CAUSES AND SOLUTUION TO THE CONFLICTS

Disagreement continues over both the causes and potential solutions to the
conflict between Ukraine and Russia. The conflict that emerged in 2014 had its
roots at the very outset of the post-Cold War period, because from the very
beginning, Russia sought to prevent Ukraine’s independence and, when this was
unavoidable, sought to limit it both in terms of sovereignty and territory. As
Angela Stent astutely points out, ‘Every U.S. president since 1992 has come
into office believing that, unlike his predecessor, he will be able to forge and
sustain a new, improved relationship with Russia…. Yet each reset has ended in
disappointment on both sides’. Similarly, structural problems undermine efforts
at re-setting Ukrainian-Russian relations; even the most pro-Russian Ukrainian
presidents (Kuchma and Yanukovych) struggled to find a stable accommodation
with Russia. n terms of national identity and tactics, the story begins even
earlier. As, the approach to information warfare and the use of unconventional
tactics (‘active measures’) has deep roots in the Soviet era, even if the specific
tactics of cyber warfare have taken advantage of contemporary technology. The
spread of disinformation, brazen lying, ‘whataboutism’, and targeted violence
were all tactics used by the Soviet Union, particularly in its long-running battle
against the Ukrainian independence movement. Russia’s conception of its
national identity – including the view that Russians and Ukrainians are one
people – has sources going back centuries.

This is not to say that military conflict was inevitable, or that the events of
2013–2014 did not provide both added incentive and opportunity for Russia to
use force. But it does indicate that the desire to revise the territorial arrangement
in Ukraine did not emerge in response to NATO or EU enlargement. While
those developments undoubtedly were seen as dangerous to Russian interests,
Russian interest in controlling Ukraine predates them.

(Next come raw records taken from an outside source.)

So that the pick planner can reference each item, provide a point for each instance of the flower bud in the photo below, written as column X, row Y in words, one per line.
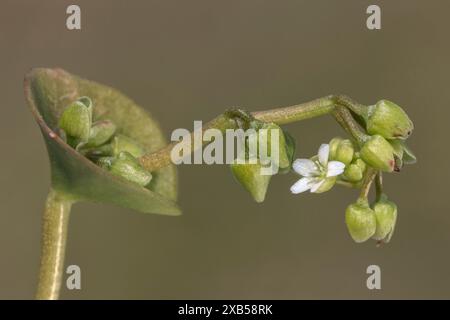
column 343, row 151
column 355, row 171
column 249, row 175
column 378, row 153
column 290, row 151
column 386, row 216
column 128, row 167
column 76, row 121
column 398, row 153
column 388, row 120
column 333, row 144
column 105, row 162
column 361, row 221
column 100, row 133
column 122, row 143
column 265, row 143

Looking forward, this interpretation has important implications. While the


nature of Putin’s regime helps explain the decision to intervene in Ukraine in
2014, the notion that Ukraine is in part or entirely Russian territory is not
limited to Putin or to a narrow slice of the Russian elite. To the extent that the
Russian creation myth centres on events in Kievan Rus, and to the extent that
the territorial expansion under Catherine the Great is seen as the basis
for NovoRossiya, it would appear that Russia’s territorial aspirations in Ukraine
have not been satisfied. The effort to promote further separatism
in NovoRossiya in 2014 indicated that had the opportunity existed, a much
larger slice of Ukrainian territory might have come under the sway of Russian
proxies.

This leads us to a second important conclusion, which is that realist analysis,


while it contributes much to understanding the dynamics of conflict, does not
yield a clear policy recommendation without the help of further assumptions.
The most prominent realist analysis of the conflict, that of Mearsheimer, is
based on the assumption that Russia was a defensive power, protecting the
status quo. To the extent that this assumption is true, the West’s acceptance of
that status quo might be seen as the basis for a stable peace going forward.

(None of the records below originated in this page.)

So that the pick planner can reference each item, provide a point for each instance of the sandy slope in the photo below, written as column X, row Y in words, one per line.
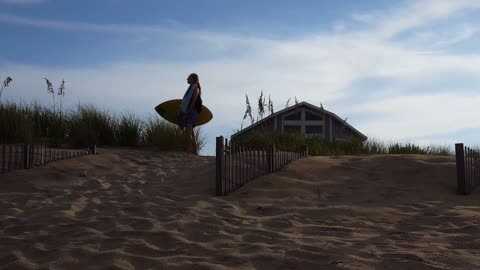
column 130, row 209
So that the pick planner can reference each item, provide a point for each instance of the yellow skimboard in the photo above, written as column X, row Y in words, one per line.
column 169, row 111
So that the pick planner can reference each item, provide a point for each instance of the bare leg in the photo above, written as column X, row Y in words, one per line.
column 193, row 142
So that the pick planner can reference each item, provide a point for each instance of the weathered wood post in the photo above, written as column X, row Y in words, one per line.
column 4, row 156
column 26, row 156
column 93, row 149
column 460, row 162
column 219, row 167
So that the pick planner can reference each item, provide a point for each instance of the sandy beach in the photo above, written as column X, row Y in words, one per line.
column 138, row 209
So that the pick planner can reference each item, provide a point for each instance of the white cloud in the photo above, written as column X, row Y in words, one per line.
column 22, row 2
column 420, row 115
column 319, row 68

However, the assumption that Russia seeks further revision of the status quo is
equally plausible. Territorially, the NovoRossiya probe, threats against the
Baltic States, and continuing pressure on the front lines in the Donbas indicate
that Russia might take more territory if it can do so. Just as few expected Russia
to seize Crimea in 2014 despite its long record of claiming the territory, we
should perhaps take Russia’s hints about Kiev and Novorossiya seriously. Put
differently, having revised slightly the territorial status quo of 1991, will Russia
be satisfied that this status quo still leaves the western boundary of its influence
far to the East of where it was from 1945 to 1989, and leaves Odesa and Kiev
beyond its control? Leaving aside the question of whether Russia is satiated
territorially, it clearly seeks revision of the norms that Europe and the US
presume have underpinned the security of Europe since 1989, two of which are
that states’ choices of institutional affiliations cannot be vetoed by third parties
and that borders will not be changed by force.

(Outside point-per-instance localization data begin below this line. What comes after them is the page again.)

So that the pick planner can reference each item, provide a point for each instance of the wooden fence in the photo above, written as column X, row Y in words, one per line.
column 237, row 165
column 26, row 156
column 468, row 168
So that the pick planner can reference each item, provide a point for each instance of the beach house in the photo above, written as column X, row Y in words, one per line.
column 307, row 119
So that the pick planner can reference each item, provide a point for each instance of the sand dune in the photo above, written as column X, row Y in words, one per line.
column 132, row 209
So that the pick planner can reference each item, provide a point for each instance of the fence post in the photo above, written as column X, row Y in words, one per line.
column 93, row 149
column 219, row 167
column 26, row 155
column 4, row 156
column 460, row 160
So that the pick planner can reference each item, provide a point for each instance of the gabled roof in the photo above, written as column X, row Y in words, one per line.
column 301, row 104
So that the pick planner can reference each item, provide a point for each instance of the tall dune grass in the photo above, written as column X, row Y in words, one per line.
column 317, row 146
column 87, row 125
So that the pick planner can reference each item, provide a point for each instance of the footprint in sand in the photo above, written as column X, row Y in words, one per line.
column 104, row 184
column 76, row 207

Therefore, depending on whether we believe Russia is or is not satisfied with


the status quo, realism points the West to opposite strategies. If Russia is
satisfied with Crimea and Eastern Ukraine, then the West can aid its own
security by acquiescing to these gains and thus making Russia less aggressive.
But if Russia is not satisfied, then realism, as it traditionally has done, would
counsel that power be met with power. The most basic realist argument is that
force is the ultimate determinant of outcomes, so if there is no agreement on the
dividing line between Russia’s sphere and the West, then it will be determined
by the use or threat of force. In this view, the best way to prevent conflict is to
deter it with the threat of force.

Clearly, the West erred in believing that Russia could be satisfied with a
Ukraine integrated into Western institutions. But, it remains unclear what
Russia would be satisfied with. Russian leaders themselves may disagree, and
they may not even have a fixed idea. Just as the possibility of Ukraine joining
NATO was not on the West’s radar screen in 1991, Russia’s notion of where its
sphere of interest might end could well be determined as much by opportunity
as by some pre-determined notion. As hard as it is to assess intentions looking
backwards (scholars still disagree on what motivated Soviet policy during the
Cold War), it will be even harder to assess them looking into the future. As a
result, we should continue to expect that policy recommendations toward the
Ukraine-Russia conflict reflect the authors’ assumptions as much as any
analysis that comes from those assumptions.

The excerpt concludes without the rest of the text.